The blurring of the past and the hardening
shape of the present, grim, greedy, or just pragmatic, are accompanied
by betrayal of the spirit of the revolution exemplified in the ammendments
made into the “Seven Commandments” of “Animalism”(Gardner 102). Costantly
these are changed by one of the deceiving pigs, Squealer. The puzzled animals
can not figure out with trying to keep pace with the pigs increasing authority.
So the commandments such as, “No animal shall sleep in a bed” becomes,
when the pigs move into the farmhouse, “No animal shall sleep in a bed
with sheets.” Also, after the savage killings “No animal shall kill another”
is modified by the addition of “without a cause.”
Each event that occurs in Animal Farm has
a historical parallel(Meyers 106). The Rebellion is the October 1917 Revolution,
the Battle of the Cowshed is the subsequent Civil War, Mr. Jones and the
farmers represent the loyalist Russians, the hen’s revolt stands for the
brutally suppressed 1921 mutiny of the sailors, Napolean’s deal with Whymper
represents Russia’s 1922 Treaty of Rapallo with Germany(Meyers 106).
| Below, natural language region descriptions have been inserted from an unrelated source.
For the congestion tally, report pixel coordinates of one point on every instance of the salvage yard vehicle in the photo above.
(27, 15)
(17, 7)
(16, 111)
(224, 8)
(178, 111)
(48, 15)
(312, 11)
The
most significant of all the events is the building of the windmill, which
in Soviet terms represents industrialization(Meyers 107). Orwell ends the
novel with a satiric portrait of the Teheran Conference of 1943, the meeting
of Churchill, Roosevelt, and Stalin who are now allies (Raymond).
Throughout the entire book, the pigs gradually
gravitate towards the human world. First, through trade and alliances with
Mr.Frederick. The selling of timber to Mr. Frederick of Pinchfield is the
animal equivalent of the short-lived Nazi-Soviet nonaggression pact of
1939(Gardner 105). Then as the pigs celebrate the Pyrrhic victory at the
Battle of the Windmill, they drink alcohol. More and more has Napolean,
now “elected” president, become the remote object of a personality cult
in a system marked by “readjustment” of rations for workers and the empty
“dignity of” more songs, more speeches, and more processions(Gardner 105).
Despite this, all the animals, except the pigs, still hope for days before
the Rebellion. They figured if they worked hard, at least, they worked
for themselves. “No creature among them went upon two legs”(Orwell 36).
“No creature called another creature ‘Master’”(Orwell 38). “All animals
were equal”(Orwell 62).
Orwell finishes Animal Farm with a surprise
ending. He demonstrates the pigs’ complete corruptness as they walk on
their hind legs. The pigs train all the young sheep to walk on their hind
legs and chant “Four legs good, two legs better.” Orwell throws in irony
throughout the novel to show that not all the animals are fair and equal.
On the whole, Orwell’s intentions to discredit
the Soviet system by showing its inhumanity and its back-sliding from ideals
is achieved. It is Orwell’s sharpness of visualization and emotional resonance
that have ensured Animal Farm what seems to be a permanent place in literature(Gardner
107). Graham Greene rightly noted in his review that we “become involved
in the fate of the animals. We care about them too much merely to translate
events into their historical equivalent.” There is no such possibility
in Animal Farm, nor, by the end , can we escape the weight of the book’s
sadness by thinking that these things have only happened to animals(Gardner
107). We look from the oppressed animals in the book to the oppressed human
beings outside and back again, and can see no difference (Gardner 107).